If people depend on your income, life insurance moves from "should do" to "must do." For young families, the good news is that buying early — while you're young and healthy — is exactly when coverage is most affordable.
How much coverage do young families need?
Enough to replace income, pay off the mortgage, clear debts, and fund future costs like childcare and college. A common starting point is 10–15× your income, adjusted for your mortgage and goals. Work it out with our coverage calculator guide.
Term is usually the right foundation
A 20- or 30-year term policy covers the years your kids are dependent and your mortgage is largest — for a fraction of the cost of permanent insurance. That frees up cash flow for the things young families actually need now.

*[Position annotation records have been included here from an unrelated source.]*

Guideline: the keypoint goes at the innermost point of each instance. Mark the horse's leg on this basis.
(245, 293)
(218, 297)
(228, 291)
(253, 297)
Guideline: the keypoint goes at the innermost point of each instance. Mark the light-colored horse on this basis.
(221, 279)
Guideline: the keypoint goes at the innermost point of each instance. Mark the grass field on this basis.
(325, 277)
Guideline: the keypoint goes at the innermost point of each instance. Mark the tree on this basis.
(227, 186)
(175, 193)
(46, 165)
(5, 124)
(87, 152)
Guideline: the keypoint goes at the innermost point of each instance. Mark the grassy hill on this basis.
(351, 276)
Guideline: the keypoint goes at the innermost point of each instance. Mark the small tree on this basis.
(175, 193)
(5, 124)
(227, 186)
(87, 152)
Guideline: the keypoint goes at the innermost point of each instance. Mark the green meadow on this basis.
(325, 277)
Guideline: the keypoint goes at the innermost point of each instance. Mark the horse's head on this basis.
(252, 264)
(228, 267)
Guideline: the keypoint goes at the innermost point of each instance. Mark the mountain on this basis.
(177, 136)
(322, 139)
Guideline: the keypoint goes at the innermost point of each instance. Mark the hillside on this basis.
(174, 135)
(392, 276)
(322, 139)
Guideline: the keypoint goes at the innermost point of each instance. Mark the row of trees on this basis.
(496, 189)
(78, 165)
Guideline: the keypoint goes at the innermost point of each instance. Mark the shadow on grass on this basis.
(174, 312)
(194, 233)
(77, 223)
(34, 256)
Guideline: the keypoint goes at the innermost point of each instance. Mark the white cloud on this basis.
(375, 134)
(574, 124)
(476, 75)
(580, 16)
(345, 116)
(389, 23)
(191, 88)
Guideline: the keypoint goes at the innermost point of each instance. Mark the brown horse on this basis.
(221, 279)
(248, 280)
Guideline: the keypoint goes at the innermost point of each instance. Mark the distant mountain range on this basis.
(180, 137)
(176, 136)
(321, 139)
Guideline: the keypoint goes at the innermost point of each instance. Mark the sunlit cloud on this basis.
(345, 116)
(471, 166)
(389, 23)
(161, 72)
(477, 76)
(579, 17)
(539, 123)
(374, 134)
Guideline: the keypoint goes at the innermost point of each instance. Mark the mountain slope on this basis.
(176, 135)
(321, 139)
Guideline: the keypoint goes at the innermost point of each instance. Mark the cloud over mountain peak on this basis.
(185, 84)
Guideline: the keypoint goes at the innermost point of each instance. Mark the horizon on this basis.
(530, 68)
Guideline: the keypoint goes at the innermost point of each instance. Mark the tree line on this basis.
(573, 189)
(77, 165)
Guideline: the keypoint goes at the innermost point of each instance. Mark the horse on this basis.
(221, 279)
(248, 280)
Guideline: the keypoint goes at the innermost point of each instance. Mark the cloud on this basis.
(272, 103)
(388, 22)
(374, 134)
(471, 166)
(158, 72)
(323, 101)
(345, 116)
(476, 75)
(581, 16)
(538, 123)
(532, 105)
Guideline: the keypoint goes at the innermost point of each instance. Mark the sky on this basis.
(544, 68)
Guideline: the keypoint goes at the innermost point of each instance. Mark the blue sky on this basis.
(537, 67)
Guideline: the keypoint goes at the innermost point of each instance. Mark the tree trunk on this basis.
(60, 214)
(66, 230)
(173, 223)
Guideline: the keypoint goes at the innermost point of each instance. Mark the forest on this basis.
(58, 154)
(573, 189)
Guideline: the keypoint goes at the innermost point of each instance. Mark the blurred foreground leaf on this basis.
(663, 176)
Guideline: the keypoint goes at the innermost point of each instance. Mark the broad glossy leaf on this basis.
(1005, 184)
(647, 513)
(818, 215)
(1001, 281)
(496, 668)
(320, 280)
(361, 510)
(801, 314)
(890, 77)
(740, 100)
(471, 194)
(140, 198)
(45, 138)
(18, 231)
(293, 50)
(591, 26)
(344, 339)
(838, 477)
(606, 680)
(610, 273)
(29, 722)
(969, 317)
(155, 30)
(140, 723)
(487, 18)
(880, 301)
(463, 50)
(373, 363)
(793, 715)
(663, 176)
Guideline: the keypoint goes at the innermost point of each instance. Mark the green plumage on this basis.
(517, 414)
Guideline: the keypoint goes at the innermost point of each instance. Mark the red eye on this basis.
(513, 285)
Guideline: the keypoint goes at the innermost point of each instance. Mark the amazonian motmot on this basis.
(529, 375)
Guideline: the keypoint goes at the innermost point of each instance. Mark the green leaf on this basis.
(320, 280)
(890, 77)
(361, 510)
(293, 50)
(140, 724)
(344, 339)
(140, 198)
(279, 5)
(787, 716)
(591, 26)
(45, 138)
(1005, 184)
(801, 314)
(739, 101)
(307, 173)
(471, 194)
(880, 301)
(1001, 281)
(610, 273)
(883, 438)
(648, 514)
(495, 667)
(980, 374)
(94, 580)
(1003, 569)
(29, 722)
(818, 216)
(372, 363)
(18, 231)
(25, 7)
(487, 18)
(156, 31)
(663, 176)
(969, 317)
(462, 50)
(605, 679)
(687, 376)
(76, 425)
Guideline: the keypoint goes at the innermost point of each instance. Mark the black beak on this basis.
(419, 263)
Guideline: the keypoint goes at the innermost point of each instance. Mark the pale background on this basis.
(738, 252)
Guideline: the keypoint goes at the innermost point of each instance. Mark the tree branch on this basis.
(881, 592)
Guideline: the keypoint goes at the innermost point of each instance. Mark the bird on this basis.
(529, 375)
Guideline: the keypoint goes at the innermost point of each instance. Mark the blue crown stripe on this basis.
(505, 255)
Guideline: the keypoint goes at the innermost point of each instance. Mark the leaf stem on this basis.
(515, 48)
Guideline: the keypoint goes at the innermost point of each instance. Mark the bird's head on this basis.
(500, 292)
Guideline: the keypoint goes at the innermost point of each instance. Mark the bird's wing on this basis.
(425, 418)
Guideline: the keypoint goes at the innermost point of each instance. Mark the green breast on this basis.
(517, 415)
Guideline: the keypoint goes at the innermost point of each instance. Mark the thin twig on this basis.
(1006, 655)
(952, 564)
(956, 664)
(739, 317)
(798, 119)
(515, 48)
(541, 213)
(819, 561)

Insure both parents — including a stay-at-home parent
The income-earner is obvious, but a stay-at-home parent provides childcare and household work that would be expensive to replace. Coverage on both is smart.
Add living benefits
Many term policies now include living benefits that let you access part of the benefit if you're diagnosed with a serious illness — valuable protection at little or no extra cost.
Skip the exam if you want speed
Busy new parents often prefer no-exam policies — healthy applicants can get covered quickly without scheduling a medical visit.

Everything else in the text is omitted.